Una beffa simile alla precedente fu fatta dal Corbari qualche mese dopo, nel marzo del ’44: fece pervenire una lettera in cui proclamava che, da lì a qualche giorno, avrebbe occupato con la sua milizia la cittadina di Tredozio. Nel giorno prestabilito, ingenti truppe repubblichine si spostarono nel territorio per paura di un’eventuale occupazione: il paese fu messo in stato d’allarme e fu presidiato, ma nessuno dei partigiani si presentò. Soltanto un anziano che portava con sé un maiale, legato ad una corda, era presente e stava per entrare in un’osteria: all’ingresso chiese ad una delle milizie di tenergli l’animale per poter bere un bicchiere di vino. Il giorno seguente, Corbari inviò al comandante di quei soldati una lettera in cui affermava che anche quella volta il personaggio fosse lui, e che i suoi uomini sono buoni giusto a badare al suo maiale.
La cattura e la morte
Le beffe di Corbari erano già allora ben conosciute dai cittadini e dalle milizie durante il periodo repubblichino: la sua figura divenne quella di un vero e proprio mito per la popolazione locale. Negli scontri a fuoco di Silvio contro i repubblichini figura l’uccisione di Gustavo Marabini, esponente di spicco del fascismo romagnolo, nonché fucilatore dei renitenti di leva della RSI. Corbari e Iris Versari – una partigiana che faceva parte della banda di Silvio – si accordarono con Marabini per arrendersi e deporre le armi. In realtà, questo incontro era fittizio: era un’occasione per uccidere il fascista romagnolo. Saliti in macchina di Marabini, i due non furono perquisiti correttamente e, appunto, Versari riuscì a nascondere tra i vestiti una pistola che fu poi utilizzata da Silvio per uccidere l’uomo.

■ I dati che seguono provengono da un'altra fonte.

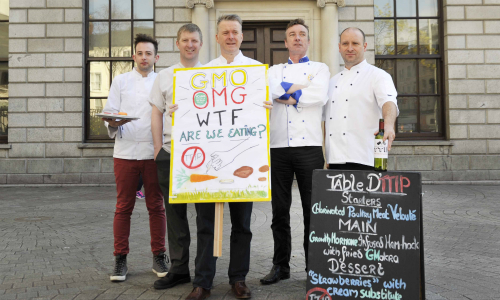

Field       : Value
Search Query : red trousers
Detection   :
[113,158,166,256]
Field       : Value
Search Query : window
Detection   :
[90,72,102,92]
[374,0,444,139]
[0,1,9,144]
[85,0,154,141]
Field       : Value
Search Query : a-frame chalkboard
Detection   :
[306,170,425,300]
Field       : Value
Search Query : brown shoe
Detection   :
[186,287,210,300]
[231,281,252,299]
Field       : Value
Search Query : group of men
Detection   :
[104,15,398,300]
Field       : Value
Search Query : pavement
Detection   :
[0,185,500,300]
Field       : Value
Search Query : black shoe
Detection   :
[153,252,169,277]
[260,265,290,284]
[109,255,128,281]
[154,273,191,290]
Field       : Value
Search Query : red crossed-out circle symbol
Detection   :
[306,287,332,300]
[181,146,205,169]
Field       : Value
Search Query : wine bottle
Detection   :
[374,119,389,171]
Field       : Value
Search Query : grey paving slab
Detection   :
[0,185,500,300]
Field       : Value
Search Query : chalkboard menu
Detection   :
[306,170,425,300]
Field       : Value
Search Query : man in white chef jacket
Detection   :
[169,15,272,300]
[324,27,399,170]
[103,34,168,281]
[260,19,330,284]
[149,23,203,289]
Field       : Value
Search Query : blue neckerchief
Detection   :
[288,56,309,65]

Da quell’evento, la caccia alla banda era una delle priorità dei fascisti romagnoli. L’attività partigiana di Silvio fu repressa in seguito ad una soffiata da parte di un nuovo membro della banda Corbari, Franco Rossi, il quale rivelò l’esatta posizione dei suoi compagni partigiani. Rossi si accordò segretamente col comandante di un battaglione repubblichino e, il 18 agosto 1944, si presentò con la milizia armata presso Ca’ Cornio, nei dintorni di Modigliana, il luogo in cui i membri della banda si nascondevano.
Una volta arrivata la milizia, iniziò lo scontro a fuoco: dopo aver ucciso un soldato tedesco, Iris Versari si suicidò per non cadere viva nelle mani dei fascisti; Corbari e altri due partigiani si arresero e furono arrestati. Uno di questi, un certo Spazzoli, fu ucciso solo in un secondo momento, durante il trasferimento a Castrocaro, a causa dei suoi lamenti dovuti alle numerose ferite subite nel tentativo di scappare. Silvio Corbari e Adriano Casadei, l’altro partigiano arrestato, furono portati a Castrocaro e poi impiccati. Le salme dei quattro furono poi appese sui lampioni di Piazza Saffi, a Forlì, come monito alla popolazione locale.
Colui che aveva fatto la soffiata, Franco Rossi, fu processato come spia e collaborazionista del regime nazifascista e condannato a 18 anni di reclusione. Si salvò soltanto grazie all’Amnistia Togliatti, un’estinzione delle pene imputabili ai fascisti per i crimini compiuti durante la Seconda guerra mondiale.